Sans oublier les missions juridiques que les cabinets d’expertise comptable peuvent effectuer : établissements des documents juridiques de l’entreprise : statuts, assemblées générales et tous les actes de la vie juridique des entreprises et des particuliers comme les changements de parts, les montages juridiques et financiers de type holding ou mise en place de contrats de franchise.

Au-delà de ces missions classiques, certains cabinets proposent des missions d’externalisation de la gestion et des fonctions supports : établissements des factures, relances des clients, contrôle de gestion, ou encore formation de personnel comptable et administratif par exemple.

Les cabinets d’expertise-comptable peuvent aider les associations à monter des dossiers de subvention, à établir les bilans financiers par exemple.

Les cabinets d’expertise-comptable œuvrent aussi pour les particuliers, en tant que gestionnaires du patrimoine. La structure démographique de la population ouvre un vaste marché : les attentes en termes de transmission de patrimoine sont fortes (privées comme professionnelles : 350 000 entreprises ont un dirigeant de plus de 60 ans en France), et les législations fiscales et sociales obligent à des montages patrimoniaux fins pour une transmission efficace (SCI, démembrement de biens, holdings familiales etc.).

Il reste une mission dont nous n’avons pas parlé : c’est la mission d’audit légal, celle du commissaire aux comptes. Elle est règlementée par la loi et les sociétés ont l’obligation de faire appel à un commissaire aux comptes pour certifier leurs comptes annuels.

Étude du marché et des prix de vente

Il est difficile d’établir une grille des prix car les cas sont nombreux et différents.
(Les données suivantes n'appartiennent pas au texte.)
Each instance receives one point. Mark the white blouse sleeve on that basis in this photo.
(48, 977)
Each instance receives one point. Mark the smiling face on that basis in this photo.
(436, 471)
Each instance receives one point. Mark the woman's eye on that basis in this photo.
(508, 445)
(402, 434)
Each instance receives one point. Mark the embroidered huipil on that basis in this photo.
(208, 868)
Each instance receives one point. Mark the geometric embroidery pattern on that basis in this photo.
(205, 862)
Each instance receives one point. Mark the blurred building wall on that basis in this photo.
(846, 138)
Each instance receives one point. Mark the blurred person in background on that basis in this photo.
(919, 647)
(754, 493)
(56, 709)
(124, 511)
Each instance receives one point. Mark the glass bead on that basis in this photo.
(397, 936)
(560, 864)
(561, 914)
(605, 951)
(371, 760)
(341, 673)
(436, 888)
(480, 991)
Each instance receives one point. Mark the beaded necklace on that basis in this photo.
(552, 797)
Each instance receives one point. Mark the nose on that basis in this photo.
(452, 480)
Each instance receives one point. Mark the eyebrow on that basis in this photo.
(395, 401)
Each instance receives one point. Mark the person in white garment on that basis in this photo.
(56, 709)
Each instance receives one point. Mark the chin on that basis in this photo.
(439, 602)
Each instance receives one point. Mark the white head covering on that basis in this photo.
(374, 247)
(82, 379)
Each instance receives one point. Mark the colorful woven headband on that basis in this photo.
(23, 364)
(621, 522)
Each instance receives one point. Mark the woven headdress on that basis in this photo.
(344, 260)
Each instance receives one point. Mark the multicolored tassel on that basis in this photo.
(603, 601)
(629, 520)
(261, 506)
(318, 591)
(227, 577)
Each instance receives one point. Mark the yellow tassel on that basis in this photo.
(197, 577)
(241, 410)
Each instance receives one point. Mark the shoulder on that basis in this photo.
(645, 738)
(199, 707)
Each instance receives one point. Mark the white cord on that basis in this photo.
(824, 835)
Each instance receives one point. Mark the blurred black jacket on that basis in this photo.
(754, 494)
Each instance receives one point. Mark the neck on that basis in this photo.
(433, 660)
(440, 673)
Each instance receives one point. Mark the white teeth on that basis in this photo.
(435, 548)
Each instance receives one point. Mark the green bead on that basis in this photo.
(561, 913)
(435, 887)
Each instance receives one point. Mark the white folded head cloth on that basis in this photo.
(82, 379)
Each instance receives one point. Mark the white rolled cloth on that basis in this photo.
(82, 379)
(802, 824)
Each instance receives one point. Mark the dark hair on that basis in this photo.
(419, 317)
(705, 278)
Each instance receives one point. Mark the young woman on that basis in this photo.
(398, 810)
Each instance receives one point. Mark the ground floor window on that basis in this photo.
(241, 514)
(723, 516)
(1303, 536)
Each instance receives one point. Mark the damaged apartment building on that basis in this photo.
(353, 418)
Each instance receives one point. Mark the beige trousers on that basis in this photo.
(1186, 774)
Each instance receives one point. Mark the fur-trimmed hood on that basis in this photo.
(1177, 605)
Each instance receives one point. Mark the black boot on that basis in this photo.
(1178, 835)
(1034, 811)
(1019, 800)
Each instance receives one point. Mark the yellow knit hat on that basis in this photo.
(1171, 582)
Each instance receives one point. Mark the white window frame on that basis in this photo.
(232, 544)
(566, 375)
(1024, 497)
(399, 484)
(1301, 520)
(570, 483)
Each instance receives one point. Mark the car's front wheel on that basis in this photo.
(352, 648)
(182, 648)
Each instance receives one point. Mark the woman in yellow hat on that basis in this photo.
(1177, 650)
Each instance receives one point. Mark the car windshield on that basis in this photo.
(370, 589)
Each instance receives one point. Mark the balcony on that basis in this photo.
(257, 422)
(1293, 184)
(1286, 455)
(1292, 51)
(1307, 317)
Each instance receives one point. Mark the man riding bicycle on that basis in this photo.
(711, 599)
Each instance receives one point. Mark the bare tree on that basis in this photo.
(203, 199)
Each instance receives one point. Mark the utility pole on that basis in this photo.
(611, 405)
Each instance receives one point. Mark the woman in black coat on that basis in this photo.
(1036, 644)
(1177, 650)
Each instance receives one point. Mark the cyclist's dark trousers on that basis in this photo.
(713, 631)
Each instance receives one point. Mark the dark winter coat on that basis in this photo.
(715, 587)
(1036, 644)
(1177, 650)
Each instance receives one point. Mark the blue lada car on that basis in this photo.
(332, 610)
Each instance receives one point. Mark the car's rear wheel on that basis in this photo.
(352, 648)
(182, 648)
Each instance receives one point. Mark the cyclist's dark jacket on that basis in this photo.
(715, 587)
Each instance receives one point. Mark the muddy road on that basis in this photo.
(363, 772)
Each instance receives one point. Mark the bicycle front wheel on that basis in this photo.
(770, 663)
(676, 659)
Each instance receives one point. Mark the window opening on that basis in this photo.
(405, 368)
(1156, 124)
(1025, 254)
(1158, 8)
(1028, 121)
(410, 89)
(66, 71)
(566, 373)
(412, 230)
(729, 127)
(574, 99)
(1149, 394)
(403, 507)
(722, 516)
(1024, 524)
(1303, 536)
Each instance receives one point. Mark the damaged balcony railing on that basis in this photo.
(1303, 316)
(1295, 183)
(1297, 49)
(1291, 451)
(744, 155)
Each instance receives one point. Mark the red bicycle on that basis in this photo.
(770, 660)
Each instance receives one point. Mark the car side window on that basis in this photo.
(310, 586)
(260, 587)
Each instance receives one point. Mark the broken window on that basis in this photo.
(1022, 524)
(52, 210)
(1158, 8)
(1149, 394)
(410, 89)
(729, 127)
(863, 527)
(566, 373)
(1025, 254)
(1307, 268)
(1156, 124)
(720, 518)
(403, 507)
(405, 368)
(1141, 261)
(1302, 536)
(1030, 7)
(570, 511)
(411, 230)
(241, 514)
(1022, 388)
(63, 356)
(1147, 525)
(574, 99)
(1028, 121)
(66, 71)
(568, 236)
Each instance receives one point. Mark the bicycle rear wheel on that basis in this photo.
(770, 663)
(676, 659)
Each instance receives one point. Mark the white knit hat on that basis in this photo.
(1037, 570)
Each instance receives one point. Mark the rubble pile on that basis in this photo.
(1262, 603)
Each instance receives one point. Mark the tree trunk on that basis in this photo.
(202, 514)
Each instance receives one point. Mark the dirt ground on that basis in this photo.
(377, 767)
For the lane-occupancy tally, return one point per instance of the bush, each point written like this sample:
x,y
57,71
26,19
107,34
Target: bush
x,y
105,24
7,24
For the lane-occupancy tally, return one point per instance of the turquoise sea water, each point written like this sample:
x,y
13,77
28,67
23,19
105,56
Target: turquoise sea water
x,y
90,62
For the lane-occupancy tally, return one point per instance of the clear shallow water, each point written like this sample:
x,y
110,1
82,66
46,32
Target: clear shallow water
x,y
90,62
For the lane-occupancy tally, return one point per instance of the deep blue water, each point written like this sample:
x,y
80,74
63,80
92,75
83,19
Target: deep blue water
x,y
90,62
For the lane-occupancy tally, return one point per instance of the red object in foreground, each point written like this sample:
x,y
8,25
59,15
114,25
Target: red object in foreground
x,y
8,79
Néanmoins, on peut dire que les missions classiques de l’expertise-comptable sont peu rentables et sont soumises à une rude concurrence : une tenue de comptabilité de petit artisan local peut descendre entre 200 et 300 euros par mois. Un bulletin de paie tourne autour de 20 euros, même si des spécialistes en la matière (Micromegas, ADP par exemple) peuvent les proposer à 8 ou 9 euros hors taxes.

Les cabinets cherchent donc à se recentrer sur les missions à « forte valeur ajoutée » : ce sont les missions dont le prix n’est pas le critère principal de concurrence : les missions de conseil, de contrôle, d’audit, d’assistance, de création d’entreprise, de conseil en stratégie. Ces missions sont effectuées par les experts-comptables eux-mêmes ou des personnels très qualifiés dont les services peuvent être de l’ordre de 200 euros de l’heure ou plus encore.

Les missions de commissariat aux comptes sont particulières dans cette configuration, car un elles suivent un barème légal : un nombre d’heures compris dans des fourchettes selon la taille de l’entreprise.

Total bilan+prod explt+ pdts fin (en k€)

Nb d’heures

<305

20 à 35

305>X<760

30 à 50

760>X

40 à 60

1 525>X

50 à 80

3 050>X

70 à 120

7 622>X

100 à 200

15 245>X

180 à 360

45 735>X

300 à 700

>122 000

accord entre les parties

Le commissaire aux comptes fixe avec son client, son taux horaire, mais en région Ile-de-France, la Compagnie Nationale des Commissaires aux Comptes (CNCC) estime que le tarif correct est autour de 100 euros de l’heure avec une équipe composée d’un assistant, un chef de mission et un superviseur.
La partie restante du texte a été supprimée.